Animal and Environmental Biology

Duration Dependent Impact of Sacoglottis Gabonensis on Aspartame Induced Hepatotoxicity


This study was aimed at evaluating the duration-dependent effect of Aspartame and the potential protective role of Sacoglottis gabonensis in Swiss male mice. Ninety animals were used for this study and all animals were fed standard rodent pellets and cool clean water ad libitum The ninety mice were. divided into 6 groups (A-G) each group containing 18 mice, with 30 days,60 days and 90 days treatment made of 6 animals each. A served as the negative control, and received water and feed only. Group B, served as positive control and was administered 50mg/kg/bw of aspartame only. Group C, was administered, 50mg/kg/bw of aspartame and 250mg/kg/bw/day of the bark of Sacoglottis. gabonensis. Tincture… Group D, was administered 50mg/kg/bw of aspartame and 250mg/kg/bw/day of the leaf tincture of Sacoglottis. gabonensis. Group E, was administered 50mg/kg/bw of aspartame and 250mg/kg/bw/day of combined tincture of bark and leaf of S. gabonensis. Group F, was administered, 50mg/kg/bw of aspartame and 750mg of the combined bark and leaf extract of S. gabonensis. experimental animals were euthanized At the end of each exposure period, for analysis 60days,60 days and 90 days.

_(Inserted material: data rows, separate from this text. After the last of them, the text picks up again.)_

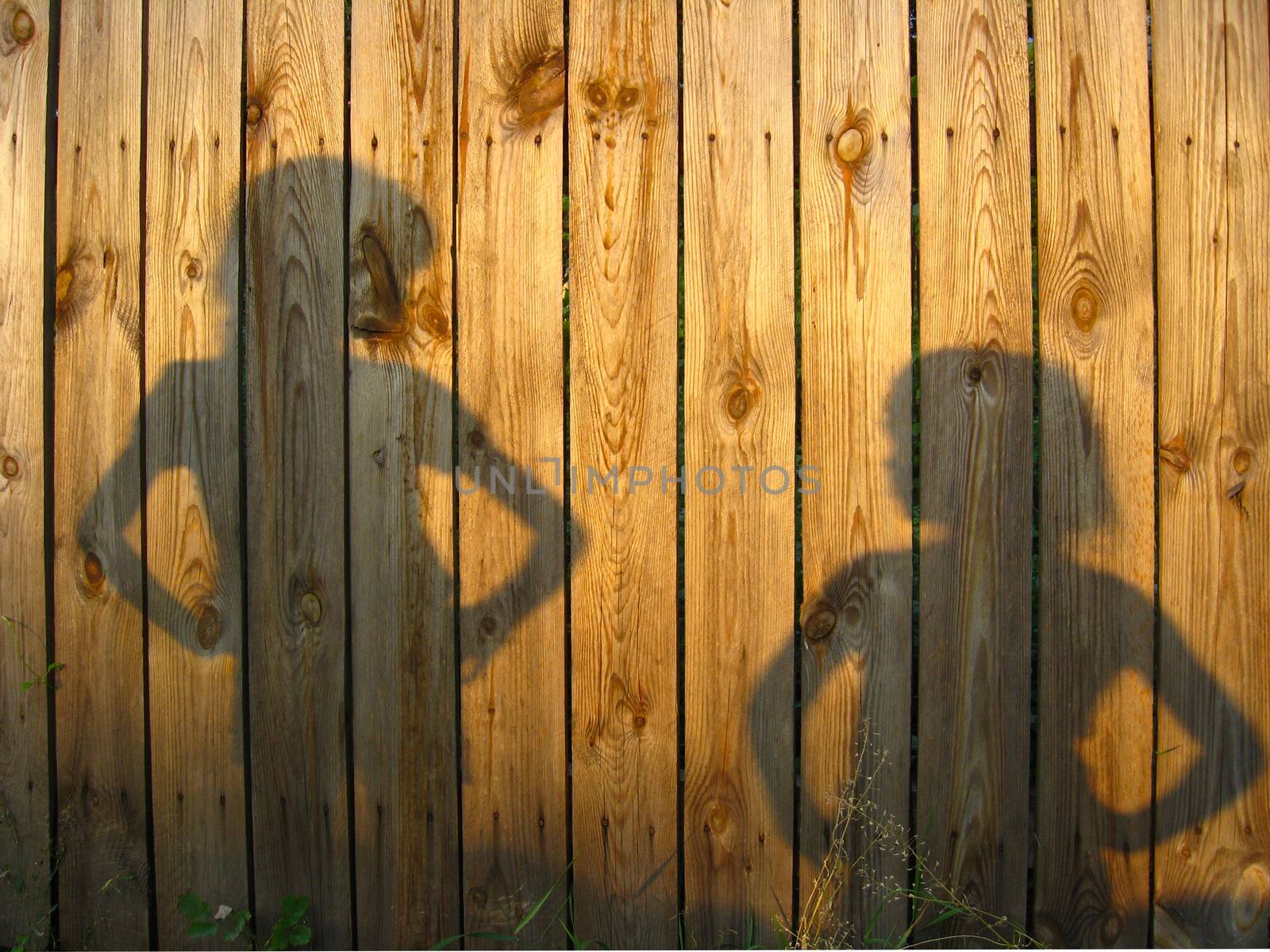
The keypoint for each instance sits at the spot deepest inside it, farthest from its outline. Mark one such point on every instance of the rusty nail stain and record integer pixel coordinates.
(23, 27)
(851, 145)
(93, 571)
(1085, 309)
(821, 625)
(310, 607)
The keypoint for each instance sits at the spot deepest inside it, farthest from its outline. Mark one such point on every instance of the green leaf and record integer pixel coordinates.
(192, 907)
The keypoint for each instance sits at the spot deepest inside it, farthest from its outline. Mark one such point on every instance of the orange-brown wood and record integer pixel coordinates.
(295, 460)
(1212, 107)
(402, 495)
(855, 194)
(622, 266)
(103, 875)
(511, 387)
(1096, 474)
(738, 409)
(194, 583)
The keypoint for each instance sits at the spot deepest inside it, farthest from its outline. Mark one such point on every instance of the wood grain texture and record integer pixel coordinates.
(976, 340)
(1096, 474)
(97, 574)
(295, 463)
(738, 403)
(857, 562)
(192, 459)
(402, 495)
(624, 263)
(511, 380)
(23, 714)
(1212, 107)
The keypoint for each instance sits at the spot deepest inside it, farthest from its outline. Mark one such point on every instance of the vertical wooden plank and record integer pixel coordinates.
(976, 338)
(97, 573)
(1096, 474)
(624, 264)
(511, 541)
(23, 711)
(402, 495)
(192, 457)
(738, 397)
(1212, 102)
(295, 465)
(855, 187)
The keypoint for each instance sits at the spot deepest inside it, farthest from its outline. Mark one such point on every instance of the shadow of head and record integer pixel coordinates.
(281, 251)
(986, 440)
(294, 234)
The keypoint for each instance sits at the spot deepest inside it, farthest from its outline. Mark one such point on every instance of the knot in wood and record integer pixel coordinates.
(1174, 454)
(540, 88)
(851, 145)
(93, 571)
(1085, 309)
(738, 403)
(310, 608)
(821, 625)
(23, 27)
(207, 626)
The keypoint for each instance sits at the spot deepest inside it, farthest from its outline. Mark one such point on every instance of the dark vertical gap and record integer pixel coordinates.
(568, 505)
(143, 440)
(50, 315)
(1034, 587)
(1155, 470)
(797, 839)
(454, 463)
(244, 687)
(679, 512)
(916, 425)
(348, 541)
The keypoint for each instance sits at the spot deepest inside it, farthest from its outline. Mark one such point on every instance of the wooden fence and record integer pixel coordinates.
(984, 283)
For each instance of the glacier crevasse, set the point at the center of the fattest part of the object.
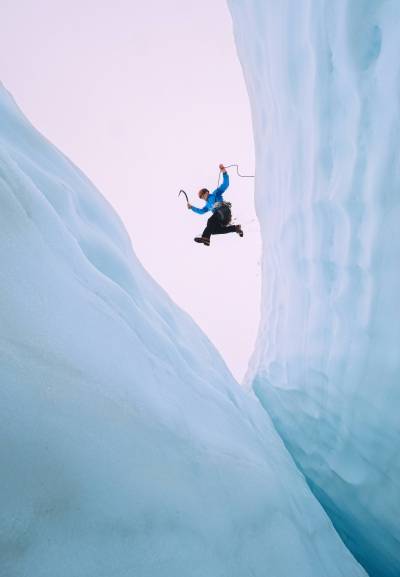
(324, 85)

Endogenous liver biomarkers showed a significant increase in GSH, CAT, and MDA with low SOD in the group that received aspartame in 30 days of exposure. 60 and 90 days of exposure showed a significant increase in GSH, SOD, and CAT with decreased MDA and GSH in the aspartame group as against the group that received an extract of S. gabonensis and the negative control group. Exogenous liver biomarkers showed elevated AST, ALT, ALP, GLU and TC in the group that received aspartame in all the exposure periods, AST was elevated in the group that received the bark extract of S. gabonensis in 30 and 60 exposure, TC and GLU, were also high in the group that received the leaf extract in 90 days exposure. There is a significant increase in electrolytes such as K, Na, HCO3, and Ca2+ decreased Cl in the group that received aspartame in 30 days of exposure. K, Na, were increased, Cl decreased HCO3 was stable Ca2+ stable in control groups and decreased in other groups in 60 days. K, Na was decreased, and Cl and HCO3 increased Ca2+ stability in control groups in 90 days. Hormones such as FSH, LH, TET, and E2 were increased in the group that received bark extract of S. gabonensis while PROG decreased in 30 days of exposure. All the hormones increased in the group that received aspartame alone except E2 in 60 and 90 days. Histological examination showed numerous spaces in the central vein, degenerated hepatocytes apoptotic cells and necrosis observed in the group that received only aspartame, the groups that received S. gabonensis showed regeneration of hepatocytes, several mitotic figures, binuclear cells, mitotic telophase few necrotic cells.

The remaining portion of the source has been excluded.